Distribution of orthologous gene families of *H. syriacus, G. raimondii, T. cacao, A. trichopoda* and *A. thaliana*, from which 169,570 sequences were clustered into 9,076 groups. The number of clustered groups and genes in each species are shown on the left and center, and total gene numbers are shown on the right.

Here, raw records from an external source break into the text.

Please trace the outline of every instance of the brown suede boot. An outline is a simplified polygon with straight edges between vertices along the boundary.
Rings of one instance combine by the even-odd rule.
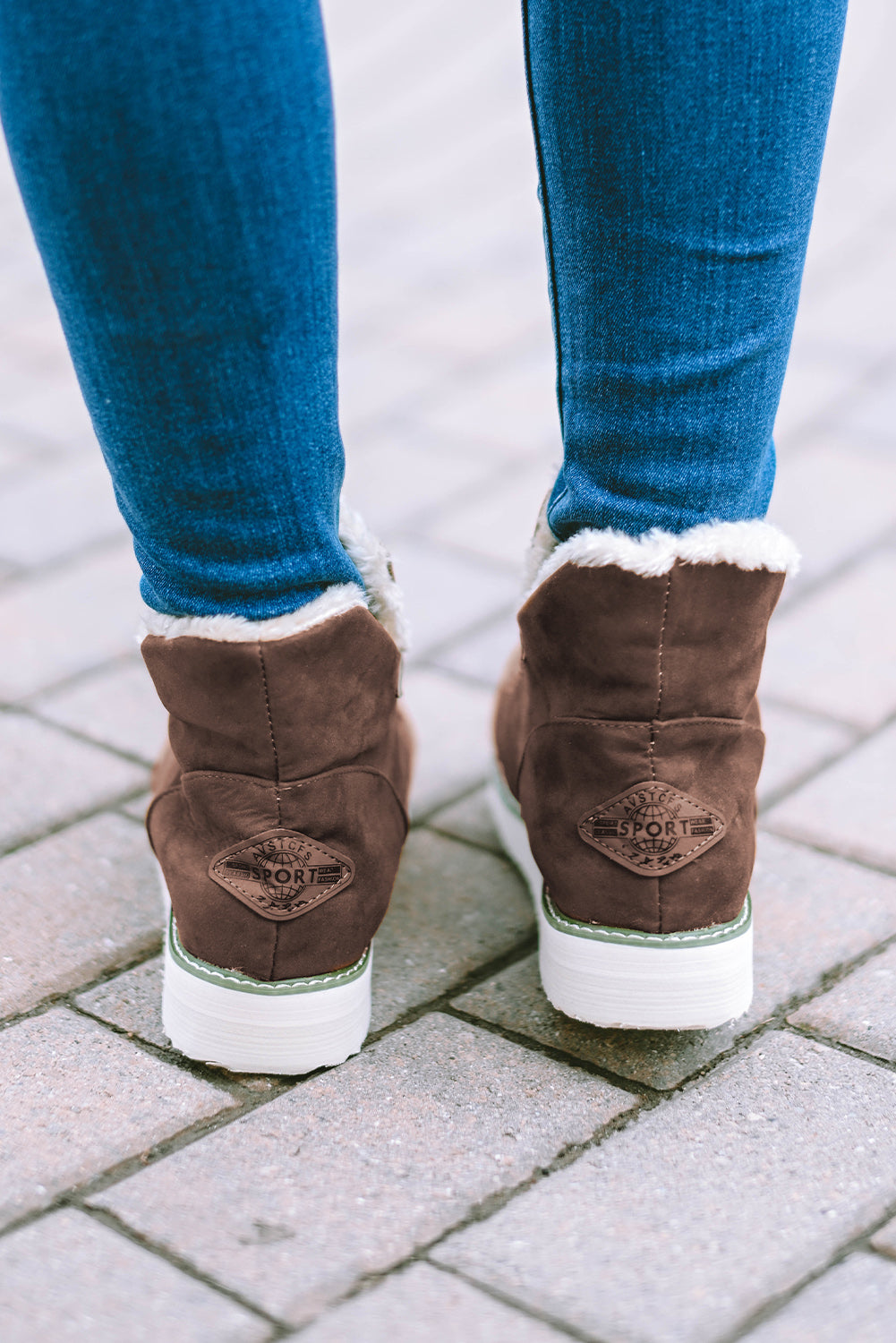
[[[141,645],[171,714],[146,817],[172,905],[164,1025],[235,1072],[339,1064],[369,1025],[411,737],[395,583],[351,521],[367,602],[349,584],[274,620],[150,614]]]
[[[545,533],[493,796],[536,897],[541,982],[598,1026],[717,1026],[752,997],[756,686],[795,549],[762,521]]]

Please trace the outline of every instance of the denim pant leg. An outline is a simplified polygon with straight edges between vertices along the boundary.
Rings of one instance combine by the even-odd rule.
[[[562,540],[764,514],[845,11],[523,0]]]
[[[317,0],[3,0],[0,111],[146,602],[360,583]]]

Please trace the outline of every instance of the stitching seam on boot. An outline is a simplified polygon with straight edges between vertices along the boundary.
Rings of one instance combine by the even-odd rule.
[[[666,575],[666,595],[662,602],[662,623],[660,624],[660,651],[657,653],[657,708],[650,723],[650,743],[647,745],[647,759],[650,760],[650,779],[657,782],[657,763],[654,760],[654,747],[657,744],[656,724],[662,709],[662,641],[666,634],[666,616],[669,615],[669,591],[672,588],[672,569]],[[662,888],[657,881],[657,932],[662,932]]]
[[[262,685],[265,688],[265,713],[267,714],[267,731],[270,732],[270,745],[274,752],[274,804],[277,807],[277,826],[282,826],[282,806],[279,799],[279,756],[277,755],[277,741],[274,740],[274,719],[270,712],[270,693],[267,690],[267,667],[265,666],[265,654],[262,651],[261,639],[258,641],[258,661],[262,667]],[[271,948],[270,956],[270,970],[267,971],[269,979],[274,978],[274,966],[277,964],[277,944],[279,943],[279,924],[274,925],[274,945]]]

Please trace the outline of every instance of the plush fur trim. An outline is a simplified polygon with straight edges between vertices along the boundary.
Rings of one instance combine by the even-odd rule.
[[[553,540],[553,547],[549,540]],[[539,518],[528,564],[527,596],[564,564],[582,568],[615,564],[642,577],[657,577],[668,573],[676,560],[682,564],[735,564],[739,569],[770,569],[772,573],[795,573],[799,569],[799,552],[794,543],[762,518],[701,522],[678,535],[660,528],[643,536],[626,536],[611,528],[587,529],[563,543],[551,537],[547,520]]]
[[[357,583],[340,583],[326,588],[313,602],[300,606],[298,611],[274,615],[269,620],[247,620],[242,615],[163,615],[161,611],[144,606],[137,638],[142,641],[148,634],[157,634],[163,639],[219,639],[222,643],[287,639],[290,634],[310,630],[313,624],[321,624],[332,615],[343,615],[356,606],[367,606]]]
[[[326,588],[313,602],[298,611],[271,616],[269,620],[247,620],[242,615],[163,615],[144,606],[137,634],[138,642],[148,634],[164,639],[191,637],[220,639],[223,643],[255,643],[258,639],[286,639],[290,634],[310,630],[334,615],[353,607],[368,607],[383,629],[391,634],[402,651],[407,650],[408,634],[404,619],[402,591],[392,575],[386,548],[368,530],[363,518],[347,504],[340,513],[340,541],[356,564],[367,595],[356,583],[340,583]]]
[[[395,582],[388,551],[345,500],[340,509],[339,539],[364,579],[368,607],[402,653],[407,653],[411,639],[404,616],[404,598]]]

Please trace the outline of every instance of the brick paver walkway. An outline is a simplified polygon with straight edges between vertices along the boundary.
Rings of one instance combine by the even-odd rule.
[[[575,1025],[482,804],[559,455],[513,0],[329,0],[349,485],[415,624],[375,1031],[308,1080],[173,1053],[136,565],[0,172],[0,1336],[889,1340],[896,1320],[896,105],[853,0],[778,442],[756,1001]]]

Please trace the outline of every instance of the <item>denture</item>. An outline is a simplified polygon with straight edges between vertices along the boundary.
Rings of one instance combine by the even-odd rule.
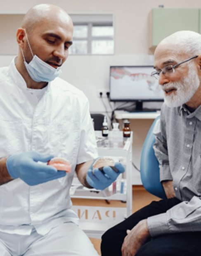
[[[110,157],[100,157],[94,162],[92,166],[92,173],[94,174],[94,170],[99,169],[99,170],[103,171],[103,168],[104,166],[109,166],[113,170],[117,172],[118,170],[114,167],[114,161]]]
[[[53,157],[47,162],[47,164],[55,167],[58,171],[65,171],[70,172],[71,165],[68,160],[62,157]]]

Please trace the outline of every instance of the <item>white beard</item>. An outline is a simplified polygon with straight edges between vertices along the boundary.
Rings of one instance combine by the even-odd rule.
[[[191,65],[189,65],[189,66]],[[174,88],[176,91],[170,95],[165,93],[165,103],[170,107],[178,107],[189,101],[200,85],[198,75],[194,68],[189,70],[188,75],[179,82],[169,83],[163,86],[163,90]]]

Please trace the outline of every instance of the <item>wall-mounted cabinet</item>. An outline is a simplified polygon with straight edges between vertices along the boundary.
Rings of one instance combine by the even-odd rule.
[[[200,9],[154,9],[151,12],[151,48],[161,40],[180,30],[200,33]]]

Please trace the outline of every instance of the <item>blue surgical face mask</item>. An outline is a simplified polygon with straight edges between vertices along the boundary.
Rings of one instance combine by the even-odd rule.
[[[25,33],[28,46],[33,56],[30,62],[28,63],[21,50],[24,63],[29,75],[34,81],[37,82],[49,82],[52,81],[61,73],[61,67],[54,68],[42,60],[36,55],[34,55],[26,31]]]

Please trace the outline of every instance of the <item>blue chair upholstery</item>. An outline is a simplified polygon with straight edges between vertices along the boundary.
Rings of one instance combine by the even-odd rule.
[[[166,198],[160,182],[159,164],[153,145],[155,136],[153,133],[157,117],[152,124],[143,144],[140,159],[140,175],[142,184],[148,192],[161,198]]]

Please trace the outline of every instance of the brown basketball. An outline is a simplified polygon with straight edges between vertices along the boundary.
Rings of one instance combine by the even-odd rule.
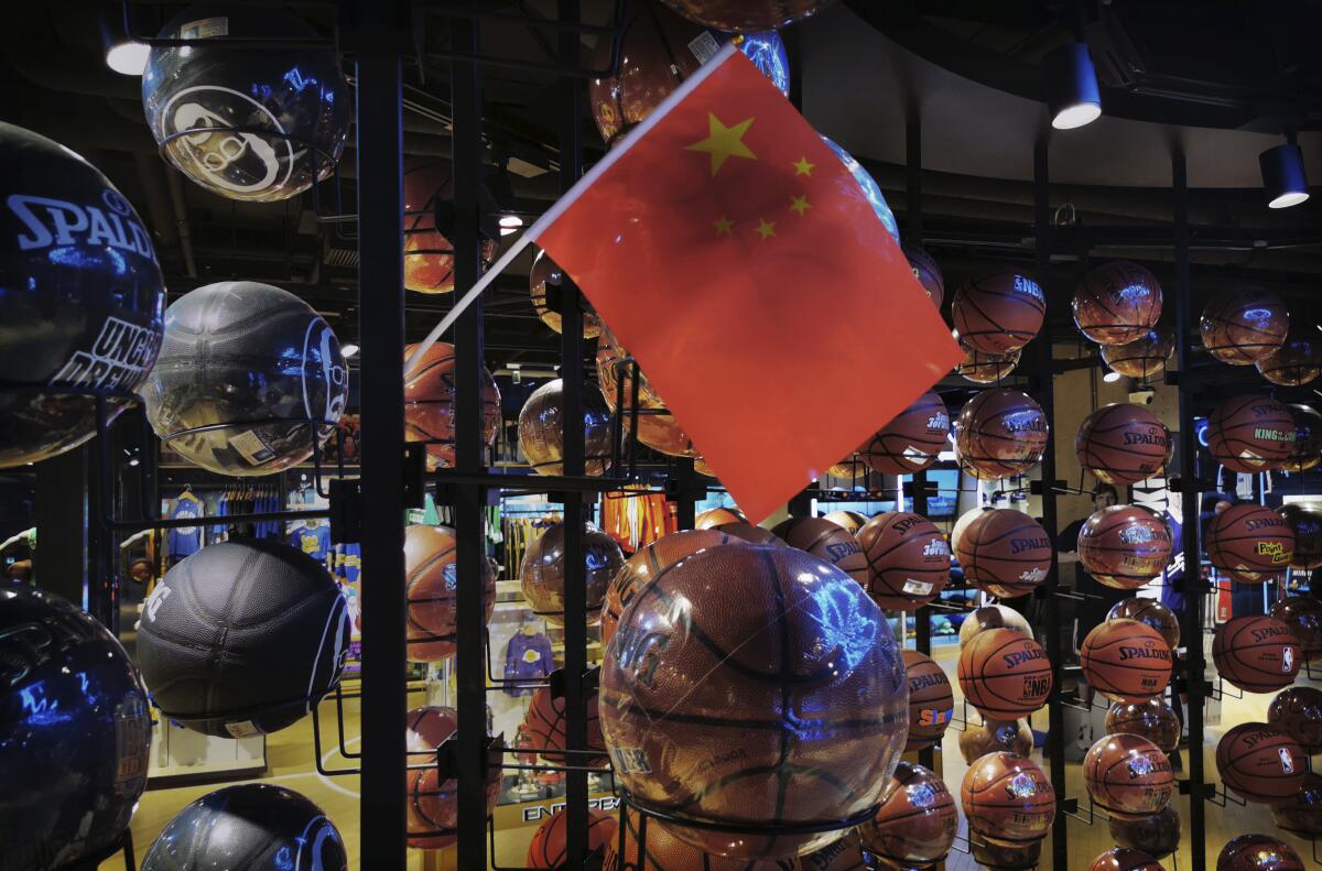
[[[910,726],[904,752],[923,749],[941,740],[954,715],[951,678],[932,657],[904,650],[904,670],[910,682]]]
[[[1007,720],[1042,707],[1051,693],[1051,661],[1042,646],[1014,629],[988,629],[960,650],[965,701],[985,718]]]
[[[483,625],[496,608],[496,572],[481,560]],[[440,662],[455,656],[455,599],[459,572],[455,530],[415,523],[405,527],[405,588],[408,596],[408,660]]]
[[[1159,698],[1146,702],[1116,702],[1107,710],[1107,735],[1138,735],[1174,753],[1179,747],[1179,716]]]
[[[1075,288],[1073,316],[1079,332],[1099,345],[1132,342],[1157,325],[1161,284],[1137,263],[1103,263]]]
[[[969,765],[960,804],[969,833],[1010,846],[1042,839],[1056,815],[1051,781],[1032,760],[1013,753],[988,753]]]
[[[1117,601],[1110,607],[1107,619],[1146,623],[1159,632],[1162,638],[1166,638],[1166,644],[1171,650],[1179,646],[1179,619],[1174,611],[1161,604],[1157,599],[1136,596]]]
[[[609,535],[588,526],[583,530],[587,621],[602,615],[602,603],[611,579],[624,566],[624,554]],[[564,523],[554,523],[537,537],[524,554],[518,571],[524,597],[547,623],[564,625]]]
[[[951,546],[920,514],[886,511],[858,530],[871,578],[867,592],[887,611],[916,611],[951,579]]]
[[[407,360],[416,345],[405,346]],[[483,444],[500,430],[500,390],[483,367]],[[442,468],[455,465],[455,346],[436,342],[405,375],[405,441],[426,441]]]
[[[951,412],[935,390],[914,400],[904,411],[859,448],[859,456],[874,472],[912,474],[936,463],[936,455],[949,447]]]
[[[1270,804],[1303,785],[1307,756],[1294,739],[1266,723],[1243,723],[1216,744],[1216,771],[1244,801]]]
[[[1079,465],[1107,484],[1137,484],[1161,474],[1174,447],[1166,424],[1129,402],[1097,408],[1075,436]]]
[[[1166,640],[1137,620],[1107,620],[1093,626],[1079,646],[1079,662],[1092,689],[1112,702],[1144,702],[1170,683]]]
[[[1114,817],[1142,819],[1175,793],[1175,772],[1159,747],[1140,735],[1107,735],[1083,757],[1088,794]]]
[[[965,582],[993,596],[1014,599],[1047,579],[1051,552],[1051,539],[1038,521],[1013,508],[998,508],[977,515],[964,529],[954,555]]]
[[[776,858],[838,834],[720,826],[875,805],[904,747],[906,690],[890,624],[849,575],[793,547],[713,547],[624,609],[602,666],[602,726],[636,804],[714,826],[676,823],[677,837]],[[784,771],[798,772],[788,792]]]
[[[1278,468],[1294,449],[1294,415],[1270,397],[1231,397],[1207,419],[1207,449],[1232,472]]]
[[[887,867],[925,868],[945,859],[960,830],[954,796],[931,769],[900,763],[876,815],[858,827],[863,849]]]
[[[808,551],[867,586],[867,556],[853,533],[846,533],[824,517],[791,517],[771,531],[791,547]]]
[[[1285,342],[1290,316],[1270,291],[1235,288],[1218,293],[1199,321],[1203,348],[1232,366],[1248,366]]]
[[[1005,354],[1032,341],[1042,329],[1047,297],[1018,270],[995,270],[954,292],[951,317],[965,345],[985,354]]]

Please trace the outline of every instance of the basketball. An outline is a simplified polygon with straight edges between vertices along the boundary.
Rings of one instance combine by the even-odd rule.
[[[1079,465],[1107,484],[1137,484],[1161,474],[1174,447],[1166,424],[1129,402],[1097,408],[1075,436]]]
[[[1204,547],[1212,566],[1235,580],[1260,584],[1290,567],[1294,530],[1277,511],[1244,502],[1207,522]]]
[[[1051,661],[1031,637],[988,629],[962,650],[957,667],[965,701],[990,719],[1027,716],[1051,693]]]
[[[1073,316],[1079,332],[1099,345],[1136,341],[1161,317],[1161,284],[1137,263],[1103,263],[1075,288]]]
[[[613,538],[588,525],[583,530],[583,563],[587,621],[591,625],[600,619],[605,589],[624,566],[624,554]],[[563,626],[564,523],[553,523],[529,545],[518,578],[533,613],[551,625]]]
[[[935,390],[914,400],[859,448],[867,468],[882,474],[912,474],[949,447],[951,414]]]
[[[677,837],[728,858],[836,841],[838,831],[720,826],[867,810],[908,719],[904,663],[882,612],[849,575],[784,546],[713,547],[657,576],[620,616],[600,697],[615,776],[635,804],[678,818]],[[787,768],[800,772],[788,793]]]
[[[1145,623],[1166,638],[1171,650],[1179,646],[1179,619],[1175,612],[1157,599],[1136,596],[1117,601],[1107,613],[1107,620],[1137,620]]]
[[[1107,620],[1079,646],[1088,683],[1112,702],[1144,702],[1170,683],[1171,656],[1166,640],[1137,620]]]
[[[903,657],[910,685],[908,738],[904,741],[908,753],[941,740],[954,716],[954,695],[951,678],[932,657],[910,649]]]
[[[611,411],[592,385],[583,385],[583,460],[587,474],[611,468]],[[518,447],[538,474],[564,474],[564,382],[549,381],[518,412]]]
[[[416,345],[405,346],[407,360]],[[483,366],[483,444],[500,430],[500,390]],[[405,441],[427,443],[428,456],[442,468],[455,465],[455,346],[436,342],[405,375]],[[483,457],[485,460],[485,457]]]
[[[1232,366],[1248,366],[1285,342],[1290,315],[1272,291],[1237,287],[1222,291],[1203,308],[1203,348]]]
[[[1175,793],[1175,772],[1159,747],[1138,735],[1107,735],[1083,757],[1084,786],[1114,817],[1142,819]]]
[[[496,572],[481,560],[483,625],[496,608]],[[459,571],[455,530],[414,523],[405,527],[405,588],[408,596],[408,661],[440,662],[455,656],[459,640],[455,603]]]
[[[165,338],[141,389],[171,451],[219,474],[271,474],[334,432],[349,369],[330,325],[270,284],[221,282],[165,309]]]
[[[871,571],[867,592],[887,611],[916,611],[951,580],[951,546],[920,514],[886,511],[858,530]]]
[[[1294,415],[1270,397],[1231,397],[1207,419],[1207,449],[1232,472],[1274,469],[1294,449]]]
[[[1303,786],[1307,756],[1285,732],[1266,723],[1243,723],[1216,744],[1216,771],[1244,801],[1270,804]]]
[[[1095,511],[1079,530],[1079,562],[1114,589],[1142,587],[1166,568],[1170,554],[1170,527],[1134,505]]]
[[[887,867],[928,867],[945,859],[960,830],[954,796],[931,769],[900,763],[876,815],[858,827],[863,849]]]
[[[325,566],[264,538],[208,545],[143,605],[137,660],[161,715],[219,738],[279,731],[334,689],[349,612]]]
[[[1051,539],[1038,521],[1013,508],[998,508],[965,527],[954,555],[970,586],[1014,599],[1047,579],[1051,552]]]
[[[1014,753],[988,753],[969,765],[960,804],[970,834],[1007,846],[1040,841],[1056,815],[1051,781],[1032,760]]]
[[[954,419],[954,453],[973,477],[1005,478],[1042,460],[1048,432],[1047,415],[1031,397],[994,387],[964,403]]]
[[[951,317],[960,341],[984,354],[1019,350],[1042,329],[1047,299],[1018,270],[985,272],[954,292]]]

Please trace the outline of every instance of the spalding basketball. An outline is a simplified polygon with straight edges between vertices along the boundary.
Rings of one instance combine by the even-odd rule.
[[[1112,702],[1142,702],[1161,695],[1170,683],[1171,656],[1166,640],[1137,620],[1107,620],[1079,646],[1083,674]]]
[[[1137,484],[1161,474],[1174,447],[1166,424],[1129,402],[1097,408],[1075,436],[1079,465],[1107,484]]]
[[[960,785],[969,831],[992,843],[1040,841],[1056,815],[1056,793],[1038,765],[1013,753],[988,753]]]
[[[910,649],[903,656],[910,685],[908,736],[904,740],[908,753],[941,740],[954,716],[954,695],[951,678],[932,657]]]
[[[1010,477],[1042,460],[1048,432],[1047,415],[1027,394],[984,390],[964,403],[954,419],[954,453],[976,478]]]
[[[1014,629],[988,629],[960,650],[957,669],[965,701],[982,716],[1027,716],[1051,693],[1051,661],[1031,637]]]
[[[607,646],[600,695],[615,776],[633,802],[730,858],[837,839],[720,826],[867,810],[899,760],[908,714],[899,645],[866,592],[816,556],[764,545],[697,552],[639,592]],[[801,772],[788,793],[787,767]]]
[[[965,527],[954,555],[964,580],[1014,599],[1032,592],[1051,570],[1051,539],[1038,521],[1013,508],[984,511]]]
[[[1159,747],[1138,735],[1107,735],[1083,757],[1084,786],[1107,813],[1142,819],[1175,793],[1175,772]]]
[[[1170,527],[1151,511],[1112,505],[1095,511],[1079,530],[1079,562],[1097,583],[1137,589],[1170,563]]]
[[[951,414],[935,390],[914,400],[859,448],[867,468],[882,474],[912,474],[936,463],[949,447]]]
[[[1216,744],[1216,771],[1245,801],[1270,804],[1303,785],[1307,756],[1294,739],[1266,723],[1243,723]]]
[[[887,867],[925,868],[951,852],[960,814],[940,777],[921,765],[900,763],[882,793],[876,815],[858,830],[863,849]]]
[[[886,511],[858,530],[871,571],[867,592],[887,611],[916,611],[951,580],[951,546],[920,514]]]
[[[995,270],[954,292],[951,317],[960,341],[985,354],[1019,350],[1042,329],[1047,299],[1018,270]]]
[[[1132,342],[1157,325],[1161,284],[1137,263],[1103,263],[1075,288],[1073,316],[1079,332],[1099,345]]]
[[[1218,293],[1199,321],[1203,348],[1223,363],[1248,366],[1285,342],[1290,315],[1270,291],[1237,287]]]

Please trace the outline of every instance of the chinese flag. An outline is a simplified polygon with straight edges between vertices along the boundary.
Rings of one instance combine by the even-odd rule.
[[[695,77],[538,242],[761,519],[961,353],[862,188],[780,91],[732,50]]]

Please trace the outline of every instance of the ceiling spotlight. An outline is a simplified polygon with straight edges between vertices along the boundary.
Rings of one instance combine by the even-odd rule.
[[[1087,42],[1071,42],[1052,49],[1042,59],[1047,78],[1047,106],[1051,126],[1073,130],[1097,120],[1101,115],[1101,93],[1097,90],[1097,71],[1088,56]]]

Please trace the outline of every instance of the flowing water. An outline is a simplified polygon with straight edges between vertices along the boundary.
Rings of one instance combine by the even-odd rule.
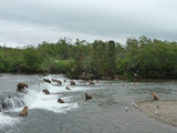
[[[61,86],[43,79],[56,79]],[[0,74],[0,133],[177,133],[177,127],[149,117],[134,103],[152,100],[157,92],[162,100],[177,100],[177,81],[138,82],[98,81],[90,85],[74,80],[69,85],[64,75]],[[25,82],[24,93],[17,84]],[[71,90],[65,90],[65,86]],[[48,89],[51,94],[42,92]],[[85,100],[85,93],[93,96]],[[58,103],[58,99],[64,104]],[[19,116],[29,106],[28,116]]]

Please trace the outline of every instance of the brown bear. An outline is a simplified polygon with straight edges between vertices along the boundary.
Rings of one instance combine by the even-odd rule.
[[[18,90],[17,91],[22,91],[24,88],[29,88],[27,83],[18,83]]]
[[[66,90],[71,90],[69,86],[65,86]]]
[[[64,103],[64,101],[62,99],[59,99],[58,102],[59,103]]]
[[[45,94],[50,94],[50,91],[48,89],[42,90]]]
[[[74,81],[70,81],[71,85],[75,85],[75,82]]]
[[[154,96],[154,100],[159,100],[158,95],[154,92],[150,92],[150,94]]]
[[[88,81],[88,83],[90,83],[90,84],[95,84],[95,82],[93,82],[93,81]]]
[[[90,99],[92,99],[92,95],[85,93],[85,99],[86,99],[86,100],[90,100]]]

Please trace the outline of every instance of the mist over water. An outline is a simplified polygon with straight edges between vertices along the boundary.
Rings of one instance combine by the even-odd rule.
[[[46,83],[43,79],[62,81]],[[66,82],[63,82],[66,79]],[[13,75],[0,74],[0,132],[8,133],[176,133],[177,127],[152,119],[133,106],[133,102],[150,101],[150,91],[162,100],[176,100],[177,81],[139,82],[98,81],[90,85],[87,81],[64,75]],[[24,93],[17,92],[17,84],[25,82]],[[6,84],[6,88],[4,88]],[[54,85],[52,85],[54,84]],[[66,90],[65,86],[71,90]],[[42,92],[48,89],[51,94]],[[85,93],[93,96],[85,100]],[[2,100],[2,99],[6,100]],[[62,99],[65,103],[58,103]],[[7,103],[2,106],[3,103]],[[28,116],[19,113],[29,106]],[[128,108],[128,111],[125,110]]]

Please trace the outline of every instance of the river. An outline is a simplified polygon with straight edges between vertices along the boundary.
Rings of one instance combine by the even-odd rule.
[[[58,79],[61,86],[43,79]],[[177,81],[134,82],[101,80],[95,84],[60,74],[24,75],[0,74],[0,133],[177,133],[177,127],[147,116],[133,105],[153,100],[150,92],[160,100],[177,100]],[[25,82],[24,93],[17,92],[17,84]],[[66,90],[65,86],[71,90]],[[48,89],[51,94],[42,92]],[[85,93],[93,99],[85,100]],[[64,104],[58,103],[58,99]],[[6,103],[6,104],[4,104]],[[28,116],[19,116],[24,105]]]

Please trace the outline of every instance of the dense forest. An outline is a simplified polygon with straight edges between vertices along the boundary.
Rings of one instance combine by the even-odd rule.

3.3. Genome structure and polyploidization of H. syriacus

To compare genome structures among Malvaceae plants, collinearity blocks were detected using MCScanX.³⁰ Two WGDs or a triplication event have occurred in G. raimondii (DD),⁴³^,⁴⁴ while none have occurred in T. cacao. Therefore, the T. cacao genome was used as a template to detect collinearity blocks in G. raimondii and H. syriacus (Fig. 2A). We detected T. cacao collinearity blocks in G. raimondii and H. syriacus with frequencies ranging from 2 to 7. The H. syriacus genome contains four times as many collinearity blocks than G. raimondii and blocks two times larger, indicating WGD events in H. syriacus. Duplication patterns were identified using phylogenetic analyses, which revealed single-copy flowering regulator genes in the diploid genomes of A. thaliana, A. trichopoda and T. cacao (Fig. 2B and Supplementary Fig. S4). Duplication of the GIGANTEA (GI) gene indicated WGDs occurred three times in H. syriacus but that many descendant genes since the first WGD have been lost (Fig. 2B), such as the CONSTANS and SOC1 genes (Supplementary Fig. S4). Thus, diploidization and homeolog loss in H. syriacus, first proposed in previous studies,⁵ included duplication of distinct, individual gene families stemming from random homeolog gene loss after each WGD. Paleohexaploidy has occurred in the G. raimondii genome,¹⁰^,⁴³^,⁴⁴ and duplication patterns we observed were consistent with these previous results.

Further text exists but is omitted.